Something softened in her expression. "That was... kind of her."

"She's a kind person. When she wants to be."

Keira turned to go, then stopped in the doorway. She didn't turn around.

"Rodion?"

"Yes?"

"The things you said. About seeing you. About protecting me." A pause. "I don't know what to do with that."

"You don't have to do anything with it."

"But I want to." She did turn then, and her eyes were conflicted—wary and curious and something else I couldn't name. "That's the problem. I want to understand. I want to believe you. And I don't trust that impulse."

"Why not?"

"Because people who care about me get hurt. People who protect me end up regretting it. That's been the pattern my whole life." She held my gaze. "I don't want to be the thing that destroys you."

The words hit me harder than they should have. She wasn't just scared of the Petrovics; she wasn't just running from her family's legacy. She was scared of herself. Of what caring about her might cost.

I wanted to cross the room. Wanted to take her face in my hands and tell her that I'd spent my whole life destroying myself, that she couldn't possibly make it worse, that whatever damage she thought she might do had already been done long before she walked into my life.

Instead, I stayed where I was. Gave her the space she needed.

"I'm not easy to destroy," I said. "I've had a lot of practice surviving."

"So have I. That's not the same as living."

"No. It's not."

We looked at each other across the kitchen, and I felt it again—that pull, that connection, the thing that had drawn me to her office three weeks ago and hadn't let go since. She felt it too. I could see it in the way her breath caught, the way her hands tightened at her sides.

Then she turned and walked away, and I was alone with the morning light and the lingering scent of her shampoo and the growing certainty that I was in far deeper than I'd ever intended to be.

My phone buzzed. Yegor.

"Boss. We have a problem."

"What kind of problem?"

"The Petrovics just made a move. Vesuvio."

My restaurant. One of my favorites—a place I'd built from nothing, where I'd closed deals and celebrated victories and taken women I couldn't remember. A place that mattered.

"How bad?"

"Bad. They hit it an hour ago. Torched the whole building."

"Casualties?"

"Two of our men. Dead. Three more injured. The night manager is in critical condition."

"And the message?"

"'Give us the girl.'" Yegor paused. "Painted on the sidewalk out front. In case anyone missed the point."
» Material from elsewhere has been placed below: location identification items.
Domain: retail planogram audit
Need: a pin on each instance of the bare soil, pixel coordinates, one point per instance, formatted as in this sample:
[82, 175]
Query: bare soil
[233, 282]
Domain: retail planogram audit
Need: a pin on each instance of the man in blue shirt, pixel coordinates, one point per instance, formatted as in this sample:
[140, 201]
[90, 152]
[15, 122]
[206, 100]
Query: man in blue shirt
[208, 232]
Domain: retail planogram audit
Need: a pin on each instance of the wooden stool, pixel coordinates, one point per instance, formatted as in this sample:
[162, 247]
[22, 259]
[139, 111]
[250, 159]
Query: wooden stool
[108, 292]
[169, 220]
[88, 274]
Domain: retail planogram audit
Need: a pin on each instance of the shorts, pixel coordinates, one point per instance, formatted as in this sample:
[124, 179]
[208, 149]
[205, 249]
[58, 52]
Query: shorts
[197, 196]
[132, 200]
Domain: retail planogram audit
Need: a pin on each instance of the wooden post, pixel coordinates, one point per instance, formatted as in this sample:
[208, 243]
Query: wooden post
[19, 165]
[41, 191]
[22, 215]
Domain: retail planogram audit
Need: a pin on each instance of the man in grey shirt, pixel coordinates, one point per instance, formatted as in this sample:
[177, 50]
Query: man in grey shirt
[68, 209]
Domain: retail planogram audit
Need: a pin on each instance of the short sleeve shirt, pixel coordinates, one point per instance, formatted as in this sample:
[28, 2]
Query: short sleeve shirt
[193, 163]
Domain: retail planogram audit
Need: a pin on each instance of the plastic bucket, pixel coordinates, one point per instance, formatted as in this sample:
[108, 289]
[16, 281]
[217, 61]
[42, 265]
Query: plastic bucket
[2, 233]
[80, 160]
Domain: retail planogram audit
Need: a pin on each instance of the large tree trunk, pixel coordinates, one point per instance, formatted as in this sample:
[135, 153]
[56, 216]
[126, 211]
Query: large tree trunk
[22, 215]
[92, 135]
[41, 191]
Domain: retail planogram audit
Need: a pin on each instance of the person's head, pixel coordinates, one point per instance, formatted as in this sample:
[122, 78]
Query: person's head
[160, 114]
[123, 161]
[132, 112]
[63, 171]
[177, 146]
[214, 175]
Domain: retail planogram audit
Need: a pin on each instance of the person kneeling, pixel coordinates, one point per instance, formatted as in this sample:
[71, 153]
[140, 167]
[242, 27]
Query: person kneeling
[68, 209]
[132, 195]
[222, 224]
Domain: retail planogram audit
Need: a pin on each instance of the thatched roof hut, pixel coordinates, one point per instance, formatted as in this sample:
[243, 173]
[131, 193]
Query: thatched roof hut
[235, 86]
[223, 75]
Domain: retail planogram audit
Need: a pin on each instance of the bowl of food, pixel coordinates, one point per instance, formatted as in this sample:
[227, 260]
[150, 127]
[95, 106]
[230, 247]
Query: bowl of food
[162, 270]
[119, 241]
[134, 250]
No. They weren't being subtle. This was a declaration—a statement that they weren't going to let this go, that they were willing to escalate, that they'd burn everything I had to get what they wanted.

What they couldn't have.

"Double security on the building," I said. "And get Kirill on a plane now. We need to talk."

"Already done."

I hung up and stood in my kitchen, thinking about two dead men and a message painted on concrete. Thinking about Keira, three rooms away, showering and changing, and completely unaware that people were dying because of her.

This was war now. Real war. And it was only going to get worse.

I went to find my wife. She needed to know what we were up against.